Why Gasoline in California is So Expensive: A Spot Market Analysis
To help with that first question, let's take a look at spot gasoline prices in Los Angeles, using data from OPIS. The spot market is where physical gasoline is first traded as it leaves the supply source. Typical parcel sizes are twenty five thousand barrels (about 1.2 million gallons.) There are actually three spot gasoline markets on the West Coast - San Francisco Bay, the Pacific Northwest and Los Angeles - but the LA market is the most liquid of the three. In the nearby graph, we plot the difference between spot LA gasoline and the New York Mercantile Exchange (NYMEX) gasoline for YTD 2012. The NYMEX gauges the near month of the futures market. Both the NYMEX and spot prices react to crude oil price changes, but in this analysis the spread is used to look at the change in gasoline price that is not directly related to the change in crude oil price.
Normally one would expect that the LA spot market would average 15 cents per gallon over the NYMEX because 15 cpg is the cost to move gasoline to the West Coast from the nearest resupply points on the US Gulf Coast. As you can see, the spread made a strong 30 cpg move up in February. This move is typical for late winter when the California market transitions from easy-to-make winter gasoline to harder-to-make summer gasoline and when a number of refineries are offline for maintenance ahead of the summer driving season. The 30 cpg includes the additional cost to manufacture summer gasoline and the impact of tightened gasoline supply. The gasoline traded on the NYMEX makes the transition to summer gasoline in late April and early May.
By early March, prices started to crash, dropping 50 cpg, as the transition to summer gasoline was completed and refiners finished their maintenance. Also, the impact of additional supply to the market was felt by the flow of gasoline from Salt Lake City on Holly Frontier’s new pipeline to Las Vegas. Since the Salt Lake City refineries have cheaper crude oil than the LA refineries, the price of their gasoline was better and the LA refiners lost market share in Sin City. This backed gasoline into LA and the spot price collapsed to well-under the NYMEX.

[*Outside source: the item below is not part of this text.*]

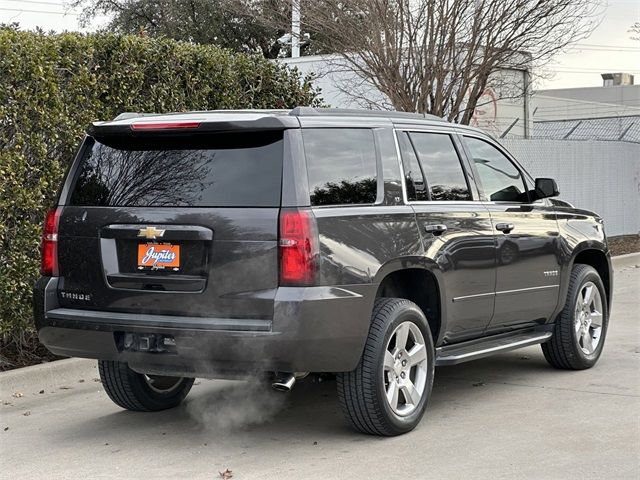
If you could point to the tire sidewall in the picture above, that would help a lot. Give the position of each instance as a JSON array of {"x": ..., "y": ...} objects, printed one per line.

Refiners reacted to the oversupply in Los Angeles by looking for opportunities to export cargoes of gasoline. Our weekly analysis of production and stocks for California for April 20th revealed a large stock draw but no real change in production. To verify the stats, we talked with market participants who confirmed that cargoes had indeed been loaded for export to Mexico and South America.
By mid-April, LA spot prices were back above NYMEX prices as gasoline exports stabilized supply and buoyed prices. By early May, however, Los Angeles prices had really taken off and were 75 cpg above the NYMEX, primarily on a host of refining problems. These problems were well reported in the media and included unplanned shutdowns at Chevron Richmond and Tesoro Golden Eagle in the Bay Area, and Chevron El Segundo in the LA Basin. Probably the most significant was the failure of BP’s Cherry Point refinery to come back on line as scheduled.
The spread peaked around May 10th and dropped 35 cpg by May 16 as the short supply was covered by gasoline sellers.
We wondered how big an impact the cargo exports had on the price run up. We looked at stocks in California and stocks for PADD 5 (the West Coast as a whole). Stocks for the whole region hit very low levels this week (25.3 million barrels), but stocks in California are not remarkably low. Evidently the real stock shortage has been in the Pacific Northwest, likely due to the Bay Area refineries and Cherry Point being offline.
So, back to those questions:
Q: Why is gasoline in California so expensive?
A: The gasoline price run up in the past couple of weeks was mostly due to unplanned refinery outages.
Q: Are we going to $5.00?
A: We don’t think so because crude oil markets are softening, gasoline demand is weak, and cheap gasoline from the Rockies is finding its way to the West Coast markets.
Q: What is the price of gas going to do next?
A: We think retail gasoline prices have peaked and are on the way down - at least until another refinery hiccup restricts supply.